- Born: March 5, 1903 Houtzdale, Pennsylvania
- Died: February 7, 1942 (aged 38) New York City
- Occupation: Lyricist

= Irving Kahal =

American lyricist (1903–1942)

Irving Kahal (March 5, 1903, Houtzdale, Pennsylvania – February 7, 1942, New York City, New York) was an American song lyricist active in the 1920s and 1930s. He is best remembered for his collaborations with composer Sammy Fain, which started in 1926, when Kahal was working in vaudeville sketches written by Gus Edwards. Their collaboration lasted 16 years, until Kahal's death in 1942 of uremic poisoning.

Among many songs, a stand-out was "You Brought a New Kind of Love to Me," on which Pierre Norman lent a hand, and which was sung by Maurice Chevalier in the film The Big Pond (1930).
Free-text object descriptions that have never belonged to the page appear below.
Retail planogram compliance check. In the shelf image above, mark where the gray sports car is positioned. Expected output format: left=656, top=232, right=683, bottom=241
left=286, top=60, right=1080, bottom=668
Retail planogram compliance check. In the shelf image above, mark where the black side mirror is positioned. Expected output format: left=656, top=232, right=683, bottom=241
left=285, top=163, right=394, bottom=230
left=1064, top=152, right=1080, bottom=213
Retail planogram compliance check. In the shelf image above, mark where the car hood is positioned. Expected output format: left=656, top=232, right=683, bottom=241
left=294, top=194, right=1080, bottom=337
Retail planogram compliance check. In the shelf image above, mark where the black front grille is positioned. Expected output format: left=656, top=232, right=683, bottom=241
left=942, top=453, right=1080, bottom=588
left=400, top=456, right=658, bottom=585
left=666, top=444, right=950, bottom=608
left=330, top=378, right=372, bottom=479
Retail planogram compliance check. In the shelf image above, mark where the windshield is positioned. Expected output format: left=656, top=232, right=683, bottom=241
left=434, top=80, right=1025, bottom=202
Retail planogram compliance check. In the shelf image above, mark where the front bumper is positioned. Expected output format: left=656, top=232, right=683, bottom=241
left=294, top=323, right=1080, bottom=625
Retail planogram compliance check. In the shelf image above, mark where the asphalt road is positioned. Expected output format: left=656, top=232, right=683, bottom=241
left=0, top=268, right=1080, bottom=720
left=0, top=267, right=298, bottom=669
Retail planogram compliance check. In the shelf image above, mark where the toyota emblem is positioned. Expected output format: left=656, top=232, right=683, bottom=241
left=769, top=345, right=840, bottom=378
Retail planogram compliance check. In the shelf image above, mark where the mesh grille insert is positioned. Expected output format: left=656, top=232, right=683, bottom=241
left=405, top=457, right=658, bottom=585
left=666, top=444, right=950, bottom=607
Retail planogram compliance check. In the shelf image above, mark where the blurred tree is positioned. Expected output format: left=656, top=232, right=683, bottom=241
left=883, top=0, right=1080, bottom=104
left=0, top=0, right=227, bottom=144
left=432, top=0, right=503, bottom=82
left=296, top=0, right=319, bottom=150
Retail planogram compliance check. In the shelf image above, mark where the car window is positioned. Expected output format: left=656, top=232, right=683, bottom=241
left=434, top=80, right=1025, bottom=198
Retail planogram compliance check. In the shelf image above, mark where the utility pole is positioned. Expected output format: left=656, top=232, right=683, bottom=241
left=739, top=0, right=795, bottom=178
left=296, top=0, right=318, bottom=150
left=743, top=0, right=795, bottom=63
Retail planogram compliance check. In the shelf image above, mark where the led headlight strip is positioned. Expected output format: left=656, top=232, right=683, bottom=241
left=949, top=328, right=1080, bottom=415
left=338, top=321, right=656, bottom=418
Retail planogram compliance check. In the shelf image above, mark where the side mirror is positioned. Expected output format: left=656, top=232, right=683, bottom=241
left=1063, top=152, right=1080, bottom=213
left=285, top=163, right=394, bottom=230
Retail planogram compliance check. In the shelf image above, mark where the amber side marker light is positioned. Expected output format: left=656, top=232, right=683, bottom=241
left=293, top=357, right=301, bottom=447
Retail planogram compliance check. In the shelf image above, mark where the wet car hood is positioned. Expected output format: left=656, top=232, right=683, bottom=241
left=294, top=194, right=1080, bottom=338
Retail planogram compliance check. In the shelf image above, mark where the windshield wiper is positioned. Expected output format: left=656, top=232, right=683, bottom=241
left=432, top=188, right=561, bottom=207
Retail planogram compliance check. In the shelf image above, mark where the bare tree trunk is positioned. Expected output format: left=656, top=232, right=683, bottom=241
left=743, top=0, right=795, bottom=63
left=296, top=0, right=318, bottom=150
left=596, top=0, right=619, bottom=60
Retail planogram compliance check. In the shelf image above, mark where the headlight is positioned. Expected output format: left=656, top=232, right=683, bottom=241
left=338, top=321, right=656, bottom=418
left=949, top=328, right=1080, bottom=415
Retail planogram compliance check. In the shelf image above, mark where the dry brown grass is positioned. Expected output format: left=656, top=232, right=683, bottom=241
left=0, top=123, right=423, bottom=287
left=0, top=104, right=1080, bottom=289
It effectively became his signature tune, and was featured by Frank Sinatra on his album Songs For Swingin' Lovers.

The Fain/Kahal catalogue also includes "Let a Smile Be Your Umbrella" (1928) with Francis Wheeler; "Wedding Bells Are Breaking Up That Old Gang of Mine" (1929) with Willie Raskin; "By a Waterfall" (1930); "When I Take My Sugar to Tea" (1931) with Pierre Norman; "I Can Dream, Can't I?" (1938); and "I'll Be Seeing You", which was written in 1938, but became a hit in 1943 (after Kahal's death), especially among the families of servicemen sent overseas.

In 1970, Irving Kahal was inducted posthumously into the Songwriters Hall of Fame.